Differences Between AI Chips and Traditional Chips

The following content is organized from Zhihu:

Author: Wang Peng Link:https://www.zhihu.com/question/285202403/answer/444253962First, let me answer the question,

(1) There is a significant difference in performance compared to traditional chips, such as CPUs and GPUs. When executing AI algorithms, they are faster and more energy-efficient.

(2) There is no difference in manufacturing processes; everyone is the same. At least for now, they are all the same.

The so-called AI chips generally refer to ASICs (Application-Specific Integrated Circuits) designed for AI algorithms.

Traditional CPUs and GPUs can also execute AI algorithms, but they are slow, have low performance, and cannot be practically commercialized.

For example, autonomous driving requires recognizing road conditions, pedestrians, traffic lights, etc. However, if a current CPU is used for calculations, the car might end up in a river before realizing it is there, as speed is critical, and time is life. Using a GPU is indeed much faster, but it consumes a lot of power, and the car’s battery might not support normal usage for long. Additionally, GPUs from NVIDIA are very expensive, often costing over ten thousand for a single unit, which ordinary consumers cannot afford, and they are often out of stock. Moreover, since GPUs are not specifically developed as ASICs for AI algorithms, their speed has not yet reached its limit, leaving room for improvement. In fields like intelligent driving, speed is a must! On mobile devices, AI applications such as facial recognition and voice recognition must be low in power consumption, so GPUs are out!

Therefore, developing ASICs has become inevitable.

Let’s discuss why AI chips are needed.

AI algorithms commonly use CNN (Convolutional Neural Networks) in image recognition and RNN (Recurrent Neural Networks) in speech recognition and natural language processing.
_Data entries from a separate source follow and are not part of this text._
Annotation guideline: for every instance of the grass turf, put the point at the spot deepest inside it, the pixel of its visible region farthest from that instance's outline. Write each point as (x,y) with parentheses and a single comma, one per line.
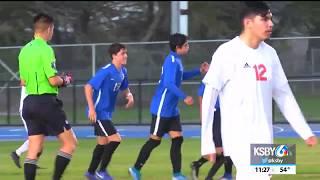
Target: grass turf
(158,167)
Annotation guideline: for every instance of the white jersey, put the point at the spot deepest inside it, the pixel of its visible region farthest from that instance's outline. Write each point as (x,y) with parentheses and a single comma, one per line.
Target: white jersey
(247,79)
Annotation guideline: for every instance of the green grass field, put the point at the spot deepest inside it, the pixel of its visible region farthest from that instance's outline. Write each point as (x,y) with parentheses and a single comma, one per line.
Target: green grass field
(158,167)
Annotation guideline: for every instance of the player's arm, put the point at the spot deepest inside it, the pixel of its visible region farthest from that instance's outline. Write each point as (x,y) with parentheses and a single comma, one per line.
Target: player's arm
(207,112)
(129,97)
(48,59)
(288,105)
(170,82)
(88,91)
(125,88)
(196,72)
(94,84)
(190,74)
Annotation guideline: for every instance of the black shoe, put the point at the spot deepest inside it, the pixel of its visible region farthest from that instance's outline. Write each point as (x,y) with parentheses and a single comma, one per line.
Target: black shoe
(16,159)
(38,167)
(194,170)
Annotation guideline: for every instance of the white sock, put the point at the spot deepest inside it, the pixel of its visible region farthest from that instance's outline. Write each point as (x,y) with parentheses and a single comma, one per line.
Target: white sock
(23,148)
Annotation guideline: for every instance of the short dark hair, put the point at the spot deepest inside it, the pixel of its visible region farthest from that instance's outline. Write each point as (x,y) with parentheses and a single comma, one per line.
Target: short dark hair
(42,22)
(177,39)
(115,48)
(253,8)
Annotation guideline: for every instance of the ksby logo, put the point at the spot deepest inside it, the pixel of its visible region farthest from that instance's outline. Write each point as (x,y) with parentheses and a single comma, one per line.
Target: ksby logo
(279,151)
(282,151)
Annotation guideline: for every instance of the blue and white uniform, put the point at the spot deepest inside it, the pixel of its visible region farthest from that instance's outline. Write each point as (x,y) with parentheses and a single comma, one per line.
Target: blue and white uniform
(165,100)
(106,85)
(164,105)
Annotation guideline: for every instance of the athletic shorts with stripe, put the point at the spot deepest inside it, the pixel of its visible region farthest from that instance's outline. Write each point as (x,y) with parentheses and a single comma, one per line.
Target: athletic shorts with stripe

These are two different types of algorithms. However, they fundamentally involve matrix or vector multiplication and addition, along with some division, exponentiation, and other algorithms.

A mature AI algorithm like YOLO-V3 involves a large amount of convolution, residual networks, fully connected layers, etc., which essentially means multiplication and addition. For YOLO-V3, if the input image size is fixed, the total number of multiplication and addition calculations is determined, for example, a trillion times. (In reality, the situation is much larger.)

To execute YOLO-V3 quickly, it must complete a trillion multiplication and addition calculations.

At this point, let’s consider IBM’s POWER8, one of the most advanced servers using superscalar CPUs, operating at 4GHz with SIMD (Single Instruction, Multiple Data) and 128-bit architecture. Assuming it processes 16-bit data, that would be 8 numbers, meaning that in one cycle, it can perform a maximum of 8 multiply-accumulate calculations. In one cycle, it can perform a maximum of 16 operations. This is still theoretical and is unlikely to be achieved in practice.

Thus, the peak calculation frequency of the CPU per second = 16 x 4Gops = 64Gops.

Now, we can calculate the execution time for a CPU calculation.

Similarly, we can calculate the execution time for a GPU as well. However, since I am not very familiar with the internal structure of GPUs, I will not analyze it in detail.

Now let’s talk about AI chips, for example, the famous Google TPU1.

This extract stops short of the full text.